Missouri attorney general demands info from Facebook on data
JEFFERSON CITY, Mo. (AP) — Missouri Attorney General Josh Hawley demanded information from Facebook on Monday following allegations that the social media giant mishandled user data.
The Republican Senate candidate said his office issued a civil investigative demand, which functions like a subpoena, seeking details on how Facebook collects, shares and protects user information. The request follows revelations that a consulting firm affiliated with President Donald Trump’s campaign got data on millions of unsuspecting Facebook users.
At least three other state attorneys general — in Massachusetts, New Jersey and New York — are investigating Facebook for potential privacy violations. The Missouri review focuses on potential violations of the state’s consumer protection laws, and noncompliance with such demands can lead to misdemeanor charges in Missouri, although Facebook could fight the request in court.
“I want to know: Does Facebook truly disclose to its users the kind of data that it collects?” Hawley said during a press conference in his Jefferson City office. “Does it disclose how it uses this information?
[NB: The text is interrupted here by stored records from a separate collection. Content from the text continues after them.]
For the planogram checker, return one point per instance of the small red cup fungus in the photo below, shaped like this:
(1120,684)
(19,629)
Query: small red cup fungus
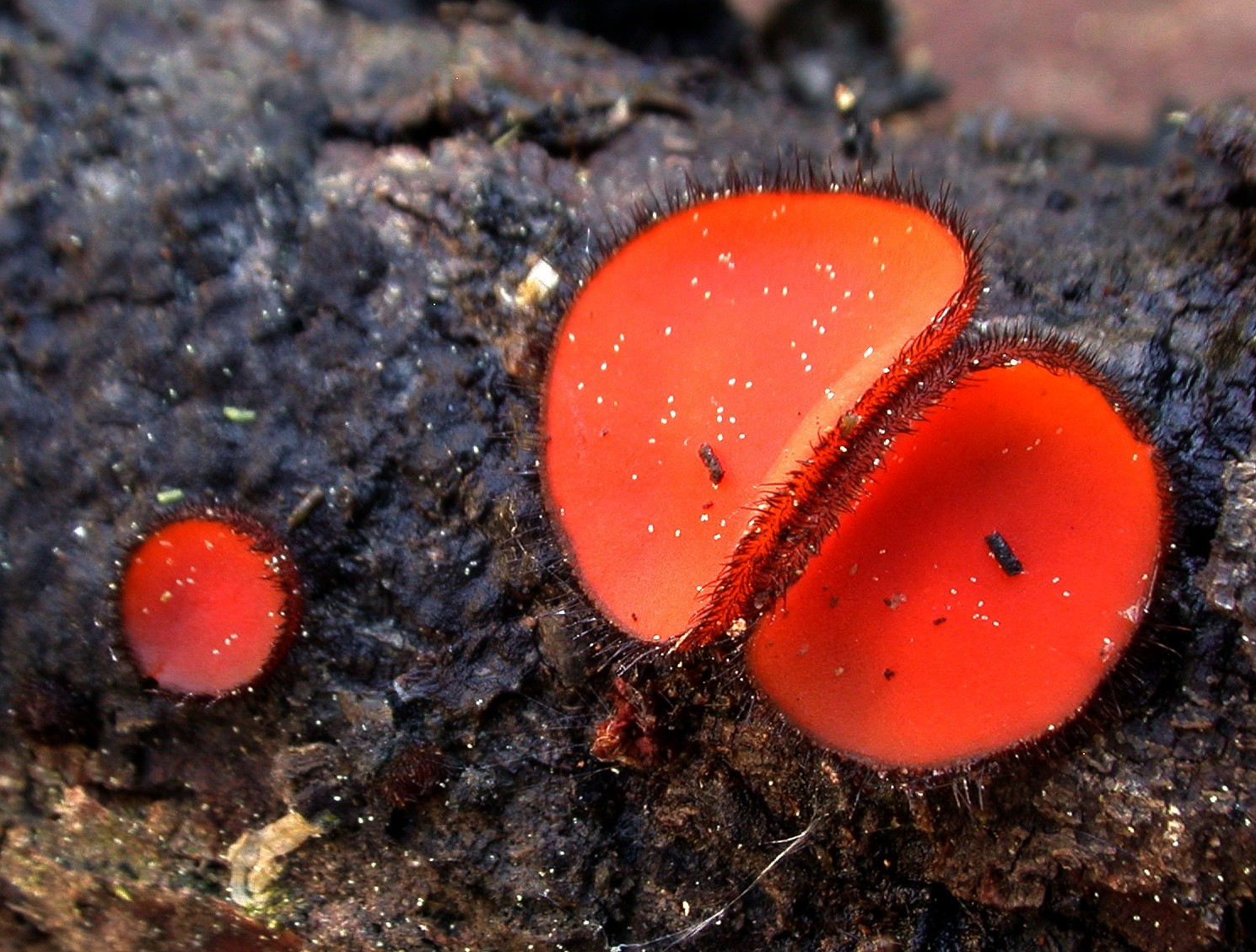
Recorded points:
(208,600)
(993,572)
(703,358)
Does it disclose how it shares this information?”
Will Castleberry, Facebook’s vice president of state and local public policy, said in a statement Monday that the company looks forward to responding “when we receive the details of his request.”
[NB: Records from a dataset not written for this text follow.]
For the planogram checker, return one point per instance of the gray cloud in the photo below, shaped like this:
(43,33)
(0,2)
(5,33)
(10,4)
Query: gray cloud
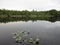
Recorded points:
(30,4)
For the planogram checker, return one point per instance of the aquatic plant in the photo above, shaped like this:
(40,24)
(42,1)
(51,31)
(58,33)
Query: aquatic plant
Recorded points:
(21,37)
Hawley was among 37 attorneys general who signed a letter last week asking Facebook how it monitored what app developers did with the data collected on users and whether Facebook had safeguards to prevent misuse, though that request did not carry the force of law. The Federal Trade Commission is also investigating.
While it doesn’t technically sell user data, Facebook allows advertisers to target people based on their activity on and off the service. This includes interests users share on Facebook, such as their location, gender or whether they recently married or divorced. It also includes activity on other websites and apps, as well as information that can be inferred about people even if they don’t directly share it on Facebook, such as their political leanings, religion or ethnicity.
The Missouri demand requests what type of information Facebook shared with consulting firm Cambridge Analytica, any contracts or agreements Facebook has with the firm, and the number of Missouri Facebook users whose information — and what information — was given to the firm.
Hawley’s review also seeks information related to criticism the company faces for collecting years of data on call and text histories from Android users, as well as details on political campaigns with which the company has shared user data. The demand specifically cites former President Barack Obama’s 2012 re-election campaign.
Hawley, a Republican seeking to unseat Democratic U.S. Sen. Claire McCaskill this year, said Monday that his Senate campaign didn’t influence his decision to review Facebook.
The attorney general’s office set a May 29 deadline for Facebook to answer the request.
Hawley’s office last year issued civil investigative demands to Google for potential violations of consumer-protection and antitrust laws related to what the tech giant does with the user information it collects and allegations that it inappropriately scrapes information from competitors’ websites. It’s also looking into allegations that the company manipulates search results to favor its own websites over competitors’ sites, an issue that has been the subject of scrutiny in Europe.
The Missouri Democratic Party has repeatedly criticized Hawley for accepting $5,400 in campaign donations from Google critic Peter Thiel days before launching the Google investigation. On Monday, Hawley said those criticisms are “just nonsense.” He said his office still is gathering information from Google related to that review.
Associated Press writer Barbara Ortutay contributed to this report from New York City.